Tuesday, May 27, 2014

...a garden and a library...

"If you have a garden and a library, you have everything you need." ~ Cicero
My own secret garden
About this time five years ago, my journey completely changed. Even though I knew it was going to be for the better, Buffy's "Where do we go from here" played in my head over and over and over. I was scared because yet again I would have to reinvent my life and dig deep to rediscover myself. I use the *re's* because I had done this before and I swore I wouldn't do it again, but here I was living an inauthentic life.

Amy Tan writes, "I did not lose myself all at once.  I rubbed out my face over the years washing away my pain, the same way carvings on stone are worn down with water".

At some point it was easier just to go with the flow which was counter to my counterculture. I first noticed the surfacing of my inner child (former 15 year old goth girl me) in a piece of furniture. I bought a mirrored dresser, a little too old Hollywood glam with a wink of French baroque. I don't quite remember what was next but soon came changes to my hair. I dyed it black, something I had wanted to do since youth but had been cautiously warned not to do. I had gone through the rainbow but once I dyed my hair black, I never again changed the color (with the exception of a few purple highlights last year). And even after the changes started, they continued into independence and owning my own house which some have affectionately termed a Haunted Museum with knickknacks displayed everywhere. My Haunted Museum includes an extensive library and my very own place for gardening.

The books were a given; I'm an English professor.

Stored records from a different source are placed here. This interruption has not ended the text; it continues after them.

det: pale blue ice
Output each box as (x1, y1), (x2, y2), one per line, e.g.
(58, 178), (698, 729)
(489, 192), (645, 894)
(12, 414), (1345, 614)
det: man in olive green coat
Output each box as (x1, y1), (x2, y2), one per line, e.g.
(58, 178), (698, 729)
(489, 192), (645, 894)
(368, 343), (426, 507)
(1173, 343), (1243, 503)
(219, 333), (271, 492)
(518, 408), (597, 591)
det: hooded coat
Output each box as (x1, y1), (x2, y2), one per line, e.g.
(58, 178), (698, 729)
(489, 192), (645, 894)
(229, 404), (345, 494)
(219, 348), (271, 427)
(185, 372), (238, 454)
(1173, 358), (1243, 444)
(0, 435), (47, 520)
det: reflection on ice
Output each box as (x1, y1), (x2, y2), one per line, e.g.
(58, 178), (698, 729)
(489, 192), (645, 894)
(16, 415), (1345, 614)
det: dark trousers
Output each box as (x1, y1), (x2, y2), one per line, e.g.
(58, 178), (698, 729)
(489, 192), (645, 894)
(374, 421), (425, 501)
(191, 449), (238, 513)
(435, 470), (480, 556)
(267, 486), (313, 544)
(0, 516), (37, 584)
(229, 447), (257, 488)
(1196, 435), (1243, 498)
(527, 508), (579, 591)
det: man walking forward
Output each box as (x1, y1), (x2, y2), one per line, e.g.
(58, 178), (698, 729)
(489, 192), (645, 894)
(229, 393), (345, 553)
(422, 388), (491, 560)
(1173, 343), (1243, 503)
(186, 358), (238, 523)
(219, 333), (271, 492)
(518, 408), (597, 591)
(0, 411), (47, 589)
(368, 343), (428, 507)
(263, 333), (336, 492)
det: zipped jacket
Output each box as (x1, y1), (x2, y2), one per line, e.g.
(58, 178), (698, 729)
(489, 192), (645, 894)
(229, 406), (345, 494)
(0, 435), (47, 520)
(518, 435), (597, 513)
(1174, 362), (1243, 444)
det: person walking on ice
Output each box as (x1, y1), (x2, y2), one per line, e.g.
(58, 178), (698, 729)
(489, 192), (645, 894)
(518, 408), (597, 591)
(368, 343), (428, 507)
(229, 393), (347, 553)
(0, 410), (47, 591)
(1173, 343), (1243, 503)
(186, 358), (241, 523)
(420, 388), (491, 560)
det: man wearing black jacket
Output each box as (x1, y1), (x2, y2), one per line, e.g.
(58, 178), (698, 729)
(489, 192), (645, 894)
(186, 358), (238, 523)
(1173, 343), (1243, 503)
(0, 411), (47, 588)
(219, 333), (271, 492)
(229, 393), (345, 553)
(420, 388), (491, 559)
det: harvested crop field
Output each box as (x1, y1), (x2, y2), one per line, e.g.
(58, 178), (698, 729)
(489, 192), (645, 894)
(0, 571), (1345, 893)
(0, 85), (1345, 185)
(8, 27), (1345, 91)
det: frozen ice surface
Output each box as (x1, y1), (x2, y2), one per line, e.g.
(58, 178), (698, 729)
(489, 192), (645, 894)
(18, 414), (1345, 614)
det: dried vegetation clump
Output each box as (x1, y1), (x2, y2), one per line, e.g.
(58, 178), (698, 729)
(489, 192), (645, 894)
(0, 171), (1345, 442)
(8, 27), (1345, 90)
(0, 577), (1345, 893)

I started revisiting my old favorites and incorporating them into my syllabi. Dracula, stories from Anne Rice, other gothic horror. I rediscovered old friends with the help of my inner-child screaming at me to be the best ME possible. Gardening began in my apartment. My place before my house. I started with small pots of succulents which grew (literally) into me growing a Japanese maple in a large pot. By the time I moved in my house, my thumb was green and my heart had returned to black (in a fun gothy-goth Yay I'm Finding Me Again kind of way).

Being goth in my youth had never been depressing. I was a pretty happy goth even when death was all around. But that's a story for another day. I still find the macabre enjoyable and a bit funny. I think goths are supposed to mock themselves a bit. This blog is about growing, not just plants but becoming the girl I was always meant to be- my authentic self.